What inspired you in creation of the Assembly design?
I was inspired by retro-futurism, instructional diagrams, science fiction, and Rube Goldberg illustrations. During the sketch phase an overall theme emerged: finding a way to visually represent the creative process.
What did some of your initial thoughts and sketches look like?
My directions included everything from really detailed collages, to typographic focused designs, to abstract patterns.
How did you decide on and lay out the forms?
Because the design was for a deskmat I wanted to create something that was minimal and understated. I didn't want it to draw too much attention in the context of everything else that's on someone's desk so it made sense to go with a black and white design with simple linework.

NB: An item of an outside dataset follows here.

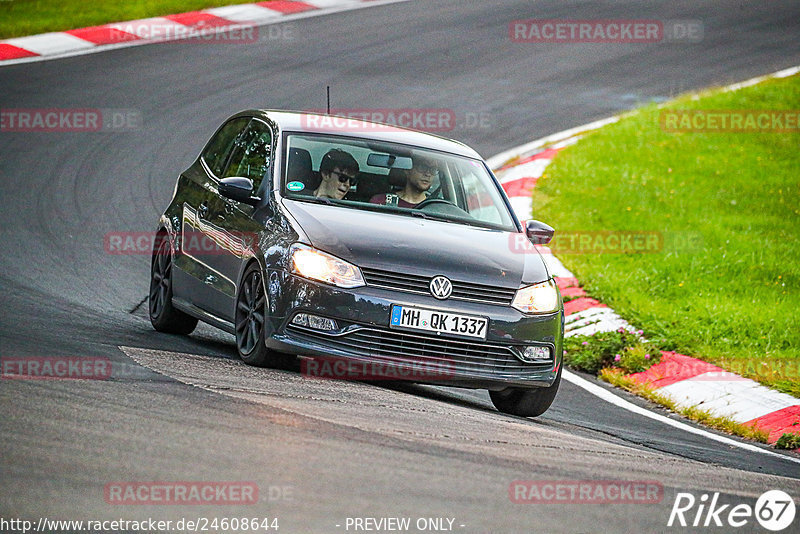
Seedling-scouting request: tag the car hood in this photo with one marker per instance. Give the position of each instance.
(412, 245)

What aspect of the design are you the most pleased with or excited about?
I was pleased that the design tells a story with simple forms. At the same time I think it's deceptively detailed and rewards multiple viewings.
What do you hope customers take away from this print design when they see it?
I hope people appreciate the thought that went into the design, but ultimately I want people to take away their own personal ideas and interpretations from it.
What design software do you use?
I use all of the basic Adobe products (Illustrator, Photoshop, Indesign) as well as Figma for digital work and Procreate for sketching.
What’s on your desk?
My desk currently has a pile of old sketchbooks and pantone swatches.
What exciting things are you working on now?
I'm currently working on branding for a music festival as well as a series of illustration for a university publication.
And, what are you reading right now?
The Lathe of Heaven by Ursula K. Le Guin and Bauhaus Travel Book by various authors.